Sorry to hear about the outage—dealing with a DC power failure while mid-migration is a difficult spot to be in.
Based on my experience building production data centers for critical financial institutions, I highly recommend auditing the rack's power distribution. Ideally, every server should have dual power supplies (PSUs) connected to independent "A" and "B" PDU feeds.
For any legacy or specialized hardware with only a single power supply, you can bridge the gap by installing a Rack-Mount ATS (Automatic Transfer Switch). The ATS pulls from both PDUs and ensures the server never sees an interruption, even if one side of the rack's power fails completely.
If you need a quick second set of eyes on the redundancy architecture once the DC provides their RCA (Root Cause Analysis), feel free to reach out.
@sraby thanks for you feedback. All our servers have dual PSUs. The picture of what happened this morning is not clear yet.
There were two things for sure:
The DC had a BGP connections problem twice. One for 15 min , then another for a few minutes. This should have only caused a momentary loss of access to the website, but not affect our servers
We had several servers reboot for a yet unknow reason. We thought it was a power loss to one of the racks, now we are not so sure. One critical server did not come back, which caused a backlog in Ceph, which then froze up again.
Could they be related? Unknown right now. Investigation is ongoing. I guess getting punched twice in the face is shaking out the problems we are having to reboot.
The recent 15-minute outage is concerning because BGP is specifically designed to be resilient; it should automatically reroute traffic around failures in seconds, not minutes.

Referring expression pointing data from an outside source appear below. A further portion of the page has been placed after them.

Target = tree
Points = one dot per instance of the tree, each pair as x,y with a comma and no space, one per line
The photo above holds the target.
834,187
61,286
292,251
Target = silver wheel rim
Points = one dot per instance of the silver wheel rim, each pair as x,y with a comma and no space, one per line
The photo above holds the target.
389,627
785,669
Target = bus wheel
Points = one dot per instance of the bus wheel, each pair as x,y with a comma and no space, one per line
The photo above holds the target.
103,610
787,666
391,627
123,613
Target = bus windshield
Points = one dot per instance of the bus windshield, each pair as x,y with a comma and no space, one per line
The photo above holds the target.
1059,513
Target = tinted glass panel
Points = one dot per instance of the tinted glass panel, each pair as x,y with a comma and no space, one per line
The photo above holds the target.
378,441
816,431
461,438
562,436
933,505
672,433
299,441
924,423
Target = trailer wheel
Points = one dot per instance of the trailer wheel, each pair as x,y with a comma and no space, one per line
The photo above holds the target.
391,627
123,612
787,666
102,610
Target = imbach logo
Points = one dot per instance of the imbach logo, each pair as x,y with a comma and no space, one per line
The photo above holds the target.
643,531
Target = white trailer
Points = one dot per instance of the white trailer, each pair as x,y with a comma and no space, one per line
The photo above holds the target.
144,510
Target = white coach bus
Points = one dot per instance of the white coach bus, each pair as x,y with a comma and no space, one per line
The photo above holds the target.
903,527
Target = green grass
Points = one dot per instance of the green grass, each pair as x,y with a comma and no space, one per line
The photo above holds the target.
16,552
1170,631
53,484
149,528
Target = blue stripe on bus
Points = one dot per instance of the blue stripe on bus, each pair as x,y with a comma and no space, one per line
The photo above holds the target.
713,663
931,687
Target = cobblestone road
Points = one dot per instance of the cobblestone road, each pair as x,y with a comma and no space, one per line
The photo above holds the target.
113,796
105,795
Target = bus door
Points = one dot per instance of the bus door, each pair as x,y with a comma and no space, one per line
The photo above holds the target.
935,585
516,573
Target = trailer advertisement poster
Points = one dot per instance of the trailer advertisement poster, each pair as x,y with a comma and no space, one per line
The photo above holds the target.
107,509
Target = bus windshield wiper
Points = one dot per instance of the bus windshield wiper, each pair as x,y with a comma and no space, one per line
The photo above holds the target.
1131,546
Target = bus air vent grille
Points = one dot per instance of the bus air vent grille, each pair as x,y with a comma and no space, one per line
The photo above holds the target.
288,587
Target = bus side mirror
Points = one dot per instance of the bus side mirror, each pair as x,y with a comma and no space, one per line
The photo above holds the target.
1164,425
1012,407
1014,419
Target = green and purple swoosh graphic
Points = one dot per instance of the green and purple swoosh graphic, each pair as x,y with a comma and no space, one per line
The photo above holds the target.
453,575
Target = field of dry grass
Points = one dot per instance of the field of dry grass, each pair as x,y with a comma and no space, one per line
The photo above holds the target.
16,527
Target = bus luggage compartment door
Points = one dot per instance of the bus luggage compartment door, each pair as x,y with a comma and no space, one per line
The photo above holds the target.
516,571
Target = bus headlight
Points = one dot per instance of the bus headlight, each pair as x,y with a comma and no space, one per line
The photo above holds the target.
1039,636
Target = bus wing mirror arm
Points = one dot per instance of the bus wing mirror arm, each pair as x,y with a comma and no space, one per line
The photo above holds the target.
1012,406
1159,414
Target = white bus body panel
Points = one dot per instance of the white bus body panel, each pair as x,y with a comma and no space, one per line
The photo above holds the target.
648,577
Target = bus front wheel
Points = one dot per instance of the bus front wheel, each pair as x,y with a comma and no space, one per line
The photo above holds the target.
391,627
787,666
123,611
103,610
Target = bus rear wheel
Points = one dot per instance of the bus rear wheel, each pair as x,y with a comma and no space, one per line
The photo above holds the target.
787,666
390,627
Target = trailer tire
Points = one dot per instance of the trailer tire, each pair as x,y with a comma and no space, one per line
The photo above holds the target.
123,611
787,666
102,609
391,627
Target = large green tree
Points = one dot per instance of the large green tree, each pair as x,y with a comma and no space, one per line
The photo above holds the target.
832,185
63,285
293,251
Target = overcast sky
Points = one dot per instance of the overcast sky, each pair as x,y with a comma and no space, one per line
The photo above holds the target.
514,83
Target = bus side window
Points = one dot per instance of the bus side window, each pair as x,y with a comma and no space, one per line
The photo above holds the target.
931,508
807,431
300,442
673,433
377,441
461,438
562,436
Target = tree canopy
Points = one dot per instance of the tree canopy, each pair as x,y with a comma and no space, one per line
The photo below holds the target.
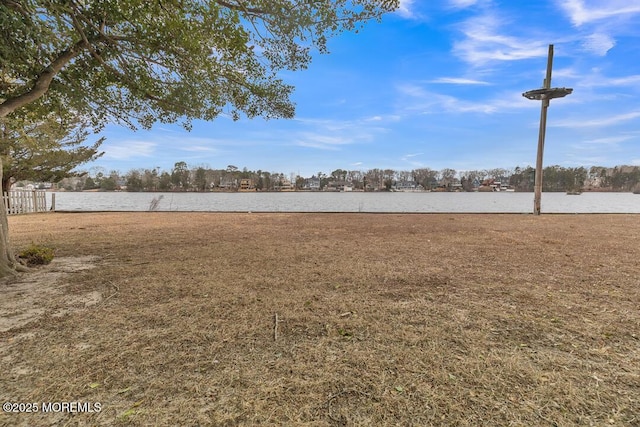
45,149
138,61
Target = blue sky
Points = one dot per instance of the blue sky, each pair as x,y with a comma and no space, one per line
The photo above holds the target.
437,84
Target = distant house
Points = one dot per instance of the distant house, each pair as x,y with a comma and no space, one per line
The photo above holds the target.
338,185
408,186
312,184
246,184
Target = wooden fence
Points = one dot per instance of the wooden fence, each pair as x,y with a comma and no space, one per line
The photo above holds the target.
26,201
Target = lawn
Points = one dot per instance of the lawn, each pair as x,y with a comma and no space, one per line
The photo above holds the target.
326,319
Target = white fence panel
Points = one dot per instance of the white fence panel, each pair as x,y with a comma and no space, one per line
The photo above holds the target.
24,201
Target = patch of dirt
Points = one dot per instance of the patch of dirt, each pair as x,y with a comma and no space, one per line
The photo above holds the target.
327,320
42,291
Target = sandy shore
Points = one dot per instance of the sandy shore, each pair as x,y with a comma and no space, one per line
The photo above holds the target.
326,319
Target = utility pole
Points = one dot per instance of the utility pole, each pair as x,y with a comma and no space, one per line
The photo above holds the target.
545,94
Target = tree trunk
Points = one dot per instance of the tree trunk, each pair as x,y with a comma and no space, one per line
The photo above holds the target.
8,264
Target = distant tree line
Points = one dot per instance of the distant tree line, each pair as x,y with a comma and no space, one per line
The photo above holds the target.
182,177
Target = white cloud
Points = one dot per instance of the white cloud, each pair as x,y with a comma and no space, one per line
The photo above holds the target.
608,140
129,149
582,12
334,134
458,81
483,43
598,44
600,122
417,100
461,4
405,9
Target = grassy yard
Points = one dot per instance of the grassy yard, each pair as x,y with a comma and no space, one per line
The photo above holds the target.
326,319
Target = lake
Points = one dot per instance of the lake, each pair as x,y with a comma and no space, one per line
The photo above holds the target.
398,202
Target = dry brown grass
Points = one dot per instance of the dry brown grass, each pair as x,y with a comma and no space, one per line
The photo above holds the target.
383,320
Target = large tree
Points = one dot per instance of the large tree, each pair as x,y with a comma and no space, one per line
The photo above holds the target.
43,147
141,61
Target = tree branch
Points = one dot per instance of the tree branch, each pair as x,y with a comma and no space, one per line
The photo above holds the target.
43,81
242,8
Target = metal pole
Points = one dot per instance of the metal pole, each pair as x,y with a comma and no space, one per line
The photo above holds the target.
541,136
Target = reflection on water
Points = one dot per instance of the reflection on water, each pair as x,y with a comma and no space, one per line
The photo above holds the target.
350,202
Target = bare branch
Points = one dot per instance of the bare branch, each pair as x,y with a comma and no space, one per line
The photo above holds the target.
43,81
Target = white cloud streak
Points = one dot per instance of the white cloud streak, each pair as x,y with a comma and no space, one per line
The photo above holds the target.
581,12
483,43
458,81
129,149
600,122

To understand why this failed, we should ask the DC provider for a post-mortem and review our contract on these points:
Failover Logic: Since BGP is built for automatic path redundancy, why was there a 15-minute "black hole" instead of a near-instant switch to a secondary provider?
Infrastructure Diversity: Does the DC have truly "multi-homed" ISP connections and diverse hardware, or is there a single point of failure (like one edge router) undermining BGP’s native resilience?
SLA Compliance: Does our contract's definition of "resiliency" include a guaranteed Time to Repair (TTR), and does this event trigger an SLA credit for the service gap?
Well, it turned out that it was all 100% our fault. DC was not at fault.
We were provisioning a new Ceph pool for the AI workload so it has room to grow, but we miscalculated just how much space we had. Ceph got to 95% full and all sorts of bad things started happening. The PVE HA watchdog forced several nodes to restart. This behavior is called "fencing" and is intentional for data integrity. But then one node didn't restart, etc, etc.
The BGP issue is a red herring somehow caused by the mayhem that was happening.
Very sorry about this. We are trying to fix things from last week and make everything more resilient.